Leone Ginzburg non può essere specchio in cui riconoscersi, piuttosto è un «modello impossibile» — sia per la sua statura morale e intellettuale, sia per la natura epica e tragica dell’epoca in cui visse: ma proprio a partire da questa impossibilità Scurati articola il tema (a lui molto caro fin da La letteratura dell’inesperienza) del rapporto tra destini generali e individuali, tra protagonisti e testimoni, tra esperienza eroica e cronaca televisiva (su cui ancora è tornato su questo giornale l’11 marzo). Se Ginzburg appartiene inequivocabilmente alla prima, Scurati come ciascuno di noi appartiene a quel mondo massmediatico e dorato dominato dall’indistinzione, dalla percezione irreale della stessa realtà.
Il filo del racconto induce il lettore
a riconoscere il valore etico, estetico e politico di una esperienza
che unisce creatività e coraggio
L’abisso che ci divide è un vuoto, o meglio una interruzione che spinge Scurati a ricostruire, partendo dai mattoni minimi della sua vita famigliare, un ponte che leghi passato e futuro, esperienza e memoria. Come la catarsi nell’arte tragica antica, la vicenda di Ginzburg conduce il lettore non a sprofondare nell’abisso dell’orrore o della immobilità, ma a riconoscere il valore etico, estetico e politico di quella esperienza, tramutandola in memoria e dunque preservandone il valore di testimonianza in un momento storico in cui spesso il testimone è muto e spento spettatore.
Muovendosi tra saggio storiografico, memoria famigliare, rielaborazione romanzesca, Scurati interroga in primo luogo il presente, un presente grigio che deve essere riconosciuto come destinatario di un «passaggio di testimone» collettivo: è questa convinzione che spinge Ginzburg a pubblicare le Rime di Dante a cura di Contini nelle stesse settimane in cui Hitler invade la Polonia o a tradurre Guerra e pace mentre è in corso l’operazione Barbarossa; ed è quella medesima convinzione a muovere Scurati alla scrittura in un momento di grave crisi politica per il nostro Paese (Il tempo migliore della nostra vita ha la sua genesi nel 2011, e viene ripubblicato ora in un momento altrettanto arduo).

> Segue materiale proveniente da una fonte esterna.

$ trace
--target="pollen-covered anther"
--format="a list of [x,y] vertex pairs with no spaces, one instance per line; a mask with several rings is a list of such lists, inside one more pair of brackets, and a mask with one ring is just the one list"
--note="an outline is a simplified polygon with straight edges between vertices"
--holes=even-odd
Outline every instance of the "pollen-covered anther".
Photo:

Pubblicare un libro, nel 1939 come oggi, significa passare quel testimone, nella convinzione che «il passato non ci ha dimenticati»: gli uomini come Ginzburg hanno progettato un futuro che ci riguarda, ci hanno voluti liberi, appassionati, degni delle loro battaglie, hanno lavorato per «colmare il vuoto tra il passato che stava per essere seppellito e il futuro che rischiava di essere abortito». Leone stesso viene acutamente definito da Scurati come «l’uomo che diverrà padre dei suoi figli»: il passato che allunga la sua ombra in forma di destino è fatidico proprio perché crea il suo futuro.
A noi il compito di conservare questa continuità vigile, questa comunità tra vivi, morti e non ancora nati, tra Storia e storie, questa fratellanza «patetica e grandiosa» capace di immaginare un avvenire plausibile: «Non dimenticateci — scrive Ginzburg nel 1942 all’amico Franco Antonicelli — perché l’oblio aggiunto alla solitudine sarebbe una sorte troppo triste».